Dengan Perang Dunia Pertama, Born bergabung dengan tentara (1915), khususnya di unit teknis untuk komunikasi nirkabel. Hal ini berawal dari Lahir sebagai posisi antimiliter, memperoleh visi yang sangat kritis tentang omong kosong seperti perang.
Fisikawan tersebut meninggal di kota Göttingen pada tanggal 5 Januari 1970 pada usia 87 tahun. Selain kontribusinya pada dunia keilmuan, kontribusinya yang besar berupa pentingnya etika dalam karya manusia, yang harus tercermin dalam aktivitas setiap ilmuwan.
Studi
Max Born menerima pendidikan liberal dan komprehensif di König-Wihelm Gymnasium. Di pusat pendidikan ini dia belajar budaya dan musik klasik Yunani-Latin, tetapi dia mengkhususkan diri pada ilmu alam.
Demikian pula, ia memulai studi universitasnya dengan mendaftar di berbagai mata kuliah, karena ia tertarik untuk menerima pelatihan seluas mungkin. Ia menyelesaikan studi sarjana dan doktoralnya di Universitas Breslau, Universitas Heidelberg dan Universitas Zurich.
Pada tahun 1904 ia masuk Universitas Göttingen, di mana ia bertemu tiga ahli matematika terkenal: Felix Klein (1849-1925), David Hilbert (1862-1943) dan Hermann Minkowski (1864-1909).
Di universitas ini, Born mempertahankan tesisnya Studi tentang stabilitas garis elastis di bidang dan ruang, di bawah kondisi batas yang berbeda untuk memperoleh gelar doktor di bidang matematika pada 13 Juni 1906.
Segera setelah itu, Born beralih mempelajari artikel terobosan Albert Einstein tentang efek fotolistrik dan teori relativitas khusus. Ilmuwan muda itu sangat terpesona oleh fisika baru.
Kemudian, pada tahun 1912, ia diundang oleh Albert Michelson (1852-1931) untuk memberikan ceramah tentang relativitas di Universitas Chicago. Undangan ini sangat menentukan, karena ia memanfaatkannya untuk melakukan eksperimen spektroskopi di laboratorium Michelson.
Pekerjaannya sebagai profesor universitas
Max Born adalah seorang profesor fisika teoretis di Universitas Berlin, di mana dia berhubungan dengan Albert Einstein, yang merupakan profesor dan temannya. Namun, Einstein tidak sependapat dengan gagasan Born bahwa alam diatur oleh hukum statistik.
Pada tahun 1921, ilmuwan tersebut terpilih untuk mengajar kelas fisika di Universitas Göttingen, memulai serangkaian seminar yang menarik kehadiran mereka yang tertarik pada fisika atom. Kontroversi menarik dikenang dari pembicaraan ini. Padahal, ide-ide yang dipertukarkan di sana menghasilkan karya-karyanya yang terbaik.

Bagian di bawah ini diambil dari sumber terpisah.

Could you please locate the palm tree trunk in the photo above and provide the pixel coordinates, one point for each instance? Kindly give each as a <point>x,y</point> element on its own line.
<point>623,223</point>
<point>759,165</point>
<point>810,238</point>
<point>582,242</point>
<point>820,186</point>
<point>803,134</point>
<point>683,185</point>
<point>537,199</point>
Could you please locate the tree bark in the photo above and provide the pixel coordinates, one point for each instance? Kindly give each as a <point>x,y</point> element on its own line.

Namun, karena statusnya sebagai seorang Yahudi, dia tidak bisa tetap tidak terlihat oleh Nazisme dan meninggalkan kursi. Ia pindah ke Inggris Raya dan menjadi warga negara Inggris dengan tujuan menjadi profesor lagi di Universitas Cambridge. Selama ini ia melakukan penelitian di bidang elektrodinamika nonlinier.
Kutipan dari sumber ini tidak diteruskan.